Dorian no lo notaba, pero la sonrisa y el mirar de Cecil habían cambiado, tan solo sentir esa cristalina energía lo revitalizaba. Dorian miró a su lado, notó que Cecil era de su misma altura, aunque de mayor complexión. Cecil trabajaba muy bien su cuerpo, su piel amberina le recordaba a algún dulce fruto jugoso.
Dorian de inmediato mandó lejos esos pensamientos sedientos y dijo: —¿Cecil?
—¿Sí?
—Tengo hambre…
—Ahh… Es cierto. Lo lamento, no pensé en eso. ¿Qué alimento te gusta? ¿Comes solo vegetales? Al ser tus padres tan especiales seres no sé, ¿eres acaso humano?
La sonrisa en Dorian fue una de una inmensa alegría, un nuevo descubrimiento a los ojos cansados de Cecil, Dorian lo renovaba en todos los sentidos.
—Yo… como lo que sea. Y solo seres vivientes si fueron hallados sin vida. No me gusta que sufran para que yo los coma.
—Eso es una causa noble, tal como tú. No podría esperar menos —dijo Cecil y pensó: «¿Qué es lo que me está ocurriendo? ¿Elogiando los modos de ser y pensar de un perfecto desconocido? No ha pasado más de una puesta de sol y ya profundizo en tales pensamientos y sentimientos».
—¡Gracias!…
—Si tienes hambre come de estas bayas, las recogí esta mañana —dijo Cecil, dándole una bolsa de tela.
Al encontrarse con una pendiente en el frondoso bosque por el que transitaban fue necesario que Cecil tomara de la mano de Dorian para ayudarlo a subir. Al principio Dorian negó el contacto, tocar y sostener la mano no era algo superfluo, sus padres lo hacían todo el tiempo cuando se abrazaban o besaban, para Dorian no era correcto hacerlo con su nuevo amigo. Se negó tantas veces como intentó trepar la pendiente y rodó las mismas veces de regreso al sendero anterior. Hasta que aburrido y algo entretenido por ver lo testarudo que era su nuevo amigo, Cecil actuó y se posicionó tras él, lo ayudó a escalar empujándolo desde atrás, indicándole en cada movimiento de dónde asirse y pisar. Fue así que en dos intentos Dorian subió. Después de ese percance momentáneo, Dorian evitó mirarlo y rehuía caminar a la par, Cecil creyó verle las orejas sonrosadas pero lo atribuyó al cansancio.

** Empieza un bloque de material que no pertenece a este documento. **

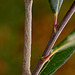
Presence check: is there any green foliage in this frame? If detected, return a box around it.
[49,0,63,14]
[40,30,75,75]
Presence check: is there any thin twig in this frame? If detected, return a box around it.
[22,0,33,75]
[32,1,75,75]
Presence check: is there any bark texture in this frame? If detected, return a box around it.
[32,1,75,75]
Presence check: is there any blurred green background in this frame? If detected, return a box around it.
[0,0,75,75]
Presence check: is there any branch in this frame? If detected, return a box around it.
[32,1,75,75]
[22,0,33,75]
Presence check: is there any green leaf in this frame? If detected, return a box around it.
[39,30,75,75]
[49,0,63,14]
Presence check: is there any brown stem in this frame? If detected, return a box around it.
[32,1,75,75]
[22,0,33,75]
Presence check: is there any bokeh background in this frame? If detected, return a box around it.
[0,0,75,75]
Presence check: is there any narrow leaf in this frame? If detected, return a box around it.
[39,30,75,75]
[49,0,63,14]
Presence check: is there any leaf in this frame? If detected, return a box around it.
[39,30,75,75]
[49,0,63,14]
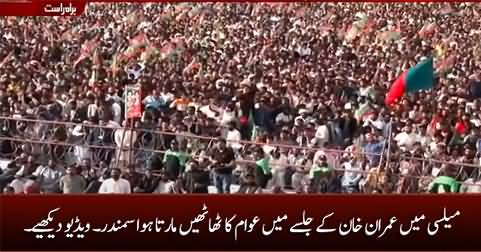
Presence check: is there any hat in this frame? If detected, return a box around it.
[299,109,309,115]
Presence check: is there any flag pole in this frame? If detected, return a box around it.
[127,120,135,168]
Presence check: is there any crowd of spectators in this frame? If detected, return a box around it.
[0,3,481,193]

El sol alcanzaba su posición más alta en el cielo cuando del bosque emergió el par de nuevos amigos. La carretera empedrada era el escenario del transitado poblado, porque era día de feria y fiesta y los campesinos se habían congregado. Había música y risas, era el día del año en que se permitía fingir ser un noble, es por eso que además de Cecil, más personas vestían de azul.
Los carros traqueteaban en el camino de guijarros, bolsas de tela rasgadas dejaban escapar algunas calabazas y plumas de colores que transportaban los carros. Unos pequeños campesinos saltaron ante Cecil y Dorian, fingían sollozar para pedir limosna. Con ingenuidad, Dorian se angustió y buscó entre sus bolsillos por algo de valor, sacó dos gemas brillantes del tamaño de una semilla de durazno. Ágiles manos las hicieron desaparecer de las palmas del joven.
—¡¿Qué era eso?! —dijo Cecil apartando a Dorian de la vista general.
—Son semillas.
—¡Eso no son semillas! Son piedras preciosas. Valen muchos sacos de oro, Dorian, ¿tienes más?
Dorian rebuscó entres sus bolsillos y sacó un par, mostrándoselas a Cecil con una sonrisa.